Sudah tentu tahap ini adalah tahap yang penting. Di tahap ini kita dapat terus meluncur ke lembah yang dalam dan kelam atau sebaliknya, kita dapat bangkit dan berserah kepada Tuhan. Jika kita dapat bangkit, maka kita akan masuk ke fase terakhir yaitu PENERIMAAN. Kita disadarkan bahwa Tuhan telah baik kepada kita. Ingatan demi ingatan mulai membanjiri benak kita ; ternyataTuhan baik dan mengasihi kita. Memang Ia tidak mengiyakan permohonan kita untuk sembuh tetapi Ia tidak jahat. Ia adalahTuhan yang telah berkorban untuk kita; Ia telah mati untuk menanggung dosa kita. Kita kembali melihat bahwa Tuhan penuh kasih dan sayang. Kita mulai menerima kenyataan bahwa kehendak Tuhan adalah keputusan terbaik, bukan saja buat kita, tetapi juga buat orang di sekitar kita. Meski kita tidak mengerti, tetapi kita mulai kembali percaya. Kita pun mulai menyerahkan kekhawatiran kita kepada Tuhan. Ia telah memelihara hidup kita, maka Ia pun akan memelihara orang yang akan kita tinggalkan. Perlahan-lahan kita mulai berdoa kembali, kita mulai membaca Firman Tuhan lagi, dan kita mulai merindukan saat di mana kita akan bertemu dengan Tuhan.
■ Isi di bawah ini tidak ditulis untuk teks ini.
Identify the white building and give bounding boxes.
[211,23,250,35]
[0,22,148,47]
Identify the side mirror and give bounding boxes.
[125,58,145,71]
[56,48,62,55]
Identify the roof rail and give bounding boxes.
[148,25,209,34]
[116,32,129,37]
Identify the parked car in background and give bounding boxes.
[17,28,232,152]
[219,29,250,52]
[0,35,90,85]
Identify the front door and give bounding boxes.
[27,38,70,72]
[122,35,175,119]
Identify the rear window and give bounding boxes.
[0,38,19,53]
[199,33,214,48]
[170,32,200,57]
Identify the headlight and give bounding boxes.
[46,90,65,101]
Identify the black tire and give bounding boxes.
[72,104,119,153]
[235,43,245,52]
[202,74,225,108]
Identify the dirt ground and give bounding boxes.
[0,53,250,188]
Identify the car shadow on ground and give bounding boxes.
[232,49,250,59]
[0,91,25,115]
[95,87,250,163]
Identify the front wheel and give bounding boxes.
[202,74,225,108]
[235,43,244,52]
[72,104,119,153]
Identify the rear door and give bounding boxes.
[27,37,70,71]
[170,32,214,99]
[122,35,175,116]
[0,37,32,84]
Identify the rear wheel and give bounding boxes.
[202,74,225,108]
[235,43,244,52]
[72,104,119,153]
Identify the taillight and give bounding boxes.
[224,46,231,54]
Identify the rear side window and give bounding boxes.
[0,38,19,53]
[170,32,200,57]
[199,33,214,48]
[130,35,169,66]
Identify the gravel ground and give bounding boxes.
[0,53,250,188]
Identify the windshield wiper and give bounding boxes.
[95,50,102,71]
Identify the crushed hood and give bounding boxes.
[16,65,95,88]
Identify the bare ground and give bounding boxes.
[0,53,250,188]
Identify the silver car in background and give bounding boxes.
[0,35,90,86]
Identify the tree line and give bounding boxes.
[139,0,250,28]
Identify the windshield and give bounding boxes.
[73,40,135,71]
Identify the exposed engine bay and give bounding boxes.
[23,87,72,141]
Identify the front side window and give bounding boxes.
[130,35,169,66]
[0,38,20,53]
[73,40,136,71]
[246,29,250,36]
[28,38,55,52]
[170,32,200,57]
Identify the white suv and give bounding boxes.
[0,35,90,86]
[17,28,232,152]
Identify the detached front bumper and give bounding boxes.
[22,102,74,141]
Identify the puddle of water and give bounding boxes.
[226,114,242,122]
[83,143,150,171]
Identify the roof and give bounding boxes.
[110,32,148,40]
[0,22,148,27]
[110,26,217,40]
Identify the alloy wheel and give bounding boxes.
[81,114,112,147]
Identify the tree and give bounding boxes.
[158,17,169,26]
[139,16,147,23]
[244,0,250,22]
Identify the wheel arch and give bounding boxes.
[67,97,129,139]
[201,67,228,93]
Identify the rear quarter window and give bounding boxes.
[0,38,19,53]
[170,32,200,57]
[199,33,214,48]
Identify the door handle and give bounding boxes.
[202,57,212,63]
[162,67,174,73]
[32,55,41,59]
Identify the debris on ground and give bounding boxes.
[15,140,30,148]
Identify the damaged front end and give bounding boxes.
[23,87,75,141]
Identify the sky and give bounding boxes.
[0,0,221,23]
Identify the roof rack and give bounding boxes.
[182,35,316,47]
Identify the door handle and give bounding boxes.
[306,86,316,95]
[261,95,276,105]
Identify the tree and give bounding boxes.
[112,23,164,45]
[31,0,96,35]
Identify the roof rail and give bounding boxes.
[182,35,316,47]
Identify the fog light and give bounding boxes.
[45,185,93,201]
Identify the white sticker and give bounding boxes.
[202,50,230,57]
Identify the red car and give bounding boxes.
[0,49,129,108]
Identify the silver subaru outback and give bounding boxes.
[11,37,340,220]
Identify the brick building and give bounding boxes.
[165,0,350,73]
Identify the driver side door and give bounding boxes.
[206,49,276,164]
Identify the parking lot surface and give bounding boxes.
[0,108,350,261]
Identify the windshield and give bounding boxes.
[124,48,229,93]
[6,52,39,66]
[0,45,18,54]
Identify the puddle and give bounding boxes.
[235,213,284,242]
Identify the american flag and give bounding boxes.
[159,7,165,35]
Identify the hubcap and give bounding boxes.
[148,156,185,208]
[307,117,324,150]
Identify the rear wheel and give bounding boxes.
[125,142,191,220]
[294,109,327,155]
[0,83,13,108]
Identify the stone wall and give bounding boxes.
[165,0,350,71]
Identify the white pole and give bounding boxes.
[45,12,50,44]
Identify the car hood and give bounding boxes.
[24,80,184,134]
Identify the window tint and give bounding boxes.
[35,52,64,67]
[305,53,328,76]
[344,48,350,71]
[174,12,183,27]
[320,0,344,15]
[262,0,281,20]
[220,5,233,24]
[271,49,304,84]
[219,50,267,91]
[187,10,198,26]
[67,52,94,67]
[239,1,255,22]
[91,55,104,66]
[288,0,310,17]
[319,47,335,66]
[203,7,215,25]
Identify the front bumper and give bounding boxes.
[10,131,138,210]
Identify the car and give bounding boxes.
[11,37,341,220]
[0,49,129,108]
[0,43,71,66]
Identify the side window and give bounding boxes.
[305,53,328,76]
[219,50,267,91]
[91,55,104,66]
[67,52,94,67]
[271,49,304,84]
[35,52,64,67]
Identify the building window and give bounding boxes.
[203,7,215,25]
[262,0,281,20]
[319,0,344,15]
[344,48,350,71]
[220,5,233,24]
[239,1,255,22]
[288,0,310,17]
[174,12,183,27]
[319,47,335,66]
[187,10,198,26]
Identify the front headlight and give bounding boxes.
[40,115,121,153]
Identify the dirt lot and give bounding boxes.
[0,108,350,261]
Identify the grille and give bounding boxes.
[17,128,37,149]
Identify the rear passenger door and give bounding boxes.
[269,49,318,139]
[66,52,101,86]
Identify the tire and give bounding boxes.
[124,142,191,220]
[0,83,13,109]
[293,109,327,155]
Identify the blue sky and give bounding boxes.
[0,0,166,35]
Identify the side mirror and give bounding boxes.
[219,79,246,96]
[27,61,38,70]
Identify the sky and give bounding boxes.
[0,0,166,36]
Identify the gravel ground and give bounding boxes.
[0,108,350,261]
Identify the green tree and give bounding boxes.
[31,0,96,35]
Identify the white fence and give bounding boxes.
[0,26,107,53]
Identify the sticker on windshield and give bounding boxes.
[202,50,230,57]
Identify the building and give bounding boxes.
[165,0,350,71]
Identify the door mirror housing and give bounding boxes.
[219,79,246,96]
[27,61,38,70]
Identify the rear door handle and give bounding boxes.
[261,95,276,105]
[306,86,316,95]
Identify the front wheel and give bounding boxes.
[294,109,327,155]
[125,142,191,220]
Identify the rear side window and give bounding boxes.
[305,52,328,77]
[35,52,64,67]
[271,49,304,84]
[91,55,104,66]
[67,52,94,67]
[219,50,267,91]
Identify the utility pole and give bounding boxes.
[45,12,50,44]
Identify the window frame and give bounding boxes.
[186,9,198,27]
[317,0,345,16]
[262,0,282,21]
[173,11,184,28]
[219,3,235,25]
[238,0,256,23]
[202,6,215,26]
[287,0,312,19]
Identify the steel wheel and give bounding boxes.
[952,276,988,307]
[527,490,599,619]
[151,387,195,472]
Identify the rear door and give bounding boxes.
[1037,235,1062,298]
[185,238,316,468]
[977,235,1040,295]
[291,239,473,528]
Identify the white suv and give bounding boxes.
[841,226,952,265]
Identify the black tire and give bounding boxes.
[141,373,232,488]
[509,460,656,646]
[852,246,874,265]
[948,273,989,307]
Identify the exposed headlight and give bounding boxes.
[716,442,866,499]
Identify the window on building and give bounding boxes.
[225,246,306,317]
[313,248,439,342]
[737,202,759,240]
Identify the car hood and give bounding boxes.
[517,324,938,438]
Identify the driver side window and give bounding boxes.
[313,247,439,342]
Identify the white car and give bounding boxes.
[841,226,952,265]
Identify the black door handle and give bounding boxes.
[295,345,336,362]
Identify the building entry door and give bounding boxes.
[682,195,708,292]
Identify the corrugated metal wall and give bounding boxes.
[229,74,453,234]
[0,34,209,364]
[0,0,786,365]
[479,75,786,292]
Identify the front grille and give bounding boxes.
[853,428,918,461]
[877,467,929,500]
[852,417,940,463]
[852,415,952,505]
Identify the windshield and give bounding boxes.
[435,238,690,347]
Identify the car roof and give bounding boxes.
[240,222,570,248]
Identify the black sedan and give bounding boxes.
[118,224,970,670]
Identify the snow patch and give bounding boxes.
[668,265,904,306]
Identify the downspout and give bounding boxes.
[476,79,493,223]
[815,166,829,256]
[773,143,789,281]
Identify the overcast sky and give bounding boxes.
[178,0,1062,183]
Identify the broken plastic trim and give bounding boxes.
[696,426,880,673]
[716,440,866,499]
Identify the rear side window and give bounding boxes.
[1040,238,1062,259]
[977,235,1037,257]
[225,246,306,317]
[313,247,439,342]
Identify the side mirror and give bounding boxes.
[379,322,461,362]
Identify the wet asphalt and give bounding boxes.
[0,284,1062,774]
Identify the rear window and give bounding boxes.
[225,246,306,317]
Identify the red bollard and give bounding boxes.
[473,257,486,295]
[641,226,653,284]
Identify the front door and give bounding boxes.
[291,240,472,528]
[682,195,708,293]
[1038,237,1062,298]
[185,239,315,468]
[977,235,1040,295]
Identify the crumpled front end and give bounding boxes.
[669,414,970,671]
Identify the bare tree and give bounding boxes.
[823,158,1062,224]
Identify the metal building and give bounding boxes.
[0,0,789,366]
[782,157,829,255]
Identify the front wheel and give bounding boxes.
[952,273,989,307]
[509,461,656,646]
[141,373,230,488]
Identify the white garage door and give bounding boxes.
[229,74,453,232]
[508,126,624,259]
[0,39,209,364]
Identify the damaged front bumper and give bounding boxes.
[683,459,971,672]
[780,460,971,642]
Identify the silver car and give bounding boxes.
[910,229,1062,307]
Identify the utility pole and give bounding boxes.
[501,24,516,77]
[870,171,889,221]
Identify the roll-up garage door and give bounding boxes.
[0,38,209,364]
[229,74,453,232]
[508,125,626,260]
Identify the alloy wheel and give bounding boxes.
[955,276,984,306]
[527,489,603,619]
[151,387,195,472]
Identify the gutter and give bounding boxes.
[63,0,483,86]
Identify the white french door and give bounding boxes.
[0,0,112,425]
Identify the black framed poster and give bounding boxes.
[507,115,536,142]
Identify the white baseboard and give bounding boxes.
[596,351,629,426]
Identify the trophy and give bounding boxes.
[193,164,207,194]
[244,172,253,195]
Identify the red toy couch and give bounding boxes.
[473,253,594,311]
Pengharapan untuk SEMBUH sekarang tergantikan dengan pengharapan untuk BERJUMPA DAN HIDUP BERSAMA TUHAN di surga yang mulia.

Pada tahap akhir ini tubuh JASMANIAH akan makin melemah tetapi tubuh ROHANIAH akan makin menguat. Kita disadarkan betapa baiknya Tuhan selama ini — selama kita terbaring sakit ! Lewat hal-hal kecil yang terjadi, kita melihat bahwa sesungguhnya Tuhan telah beserta kita dan bahwa rencana-Nya indah. Fokus kita mulai beralih dari dunia kepada surga, dari manusia kepada Tuhan. Seperti Paulus, kita pun berseru, "tetapi Tuhan telah mendampingi aku dan menguatkan aku . . . ……Dia akan menyelamatkan aku, sehingga aku masuk ke dalam Kerajaan-Nya di surga. Bagi-Nyalah kemuliaan selama-lamanya. Amin". (2 Timotius 4:17-18.